Both solvents also have a better environmental outlook than their alternative, Reeves said. Dish detergent is formulated with a small percentage of petroleum and other volatile organic compounds. The two solvents created in the CSCC lab are VOC-free, nontoxic, recyclable and water soluble.
“They are both gentle on skin and eyes, and have extremely high flash points,” Reeves said.
The student believes this innovation could easily reshape the future of oil-spill response and in turn, greatly improve wildlife survival rates.
The company is focused on refining these solvents, while also developing new and innovative cleaning methods to further advancement in oil spill response. The company is now working on getting additional funding to patent a cleaning container that will allow people to clean wildlife in the field.
“One of the main reasons the birds die is because of how long the oil is on their body, so if you could wash them in the field that would cut down on that,” Reeves said. “That’s the next thing that we’re working on, so we’re going to have to get a lot of funding to get a running prototype of that made.”

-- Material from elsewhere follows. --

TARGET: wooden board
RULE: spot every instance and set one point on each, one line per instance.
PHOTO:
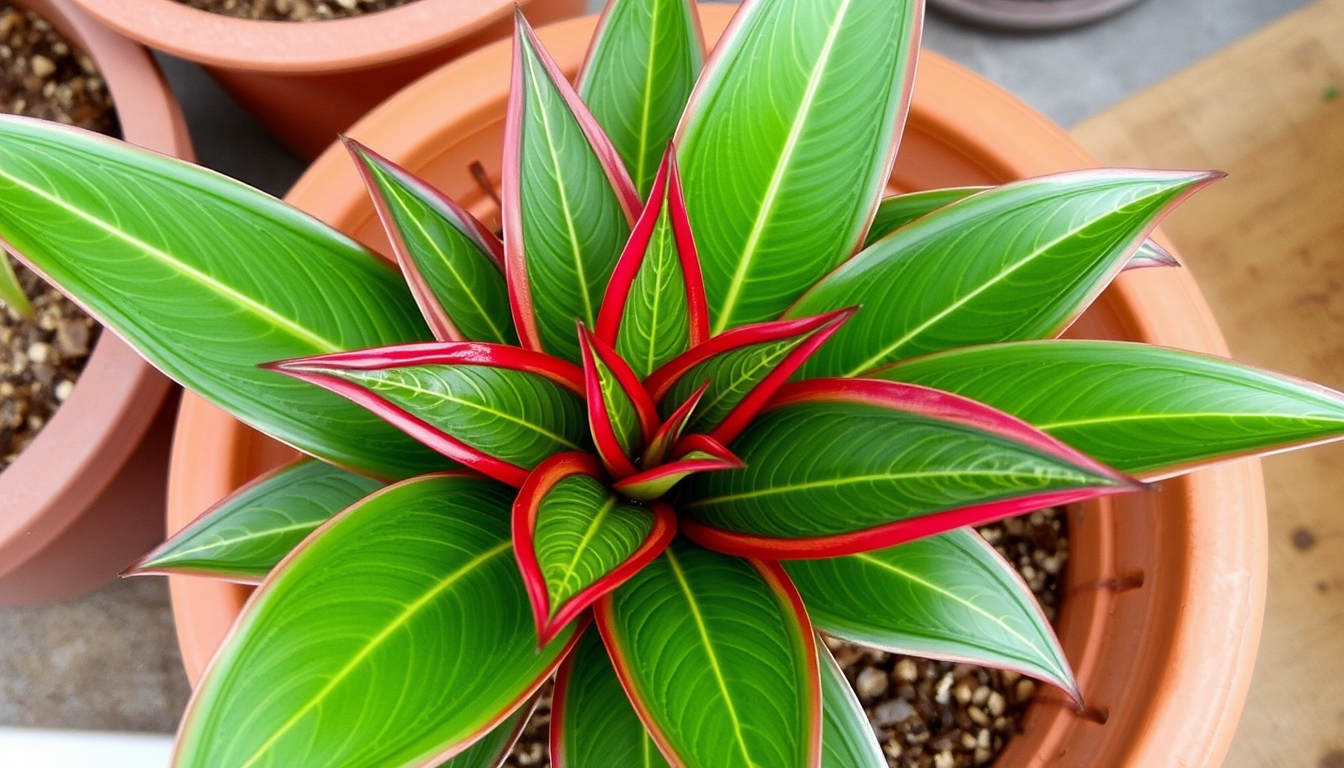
(1268, 248)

Reeves is a Goodnight Scholar at North Carolina State University. She will graduate in May with a bachelor’s degree in chemical engineering and with a certified year of work experience through the NCSU Cooperative Education program. She plans to work in the environmental/sustainability sector after graduating, but her main goal is to seek additional funding for the Crude Spill Cleaning Co.
Gaining exposure for this product will be the biggest challenge faced by Crude Spill, but Reeves and her colleagues are confident the unprecedented results will allow them to receive the support they need to continue revolutionizing the oil spill cleanup field of study.
“We really hope to get funding from any type of large entity, like the Environment Protection Agency, and then, ideally, we’ll be able to give the solvent to environment cleanup companies around the coast,” Reeves said.
“In the long run it would be awesome if a company like Exxon or a big oil company would come in and want to be interested in helping us produce it or buy the rights that way they got a way to clean up their mess if they caused a spill,” Reeves added.
Videos and information about Crude Spill Cleaning Co. can be found at its website: www.crudespillcleaningco.com.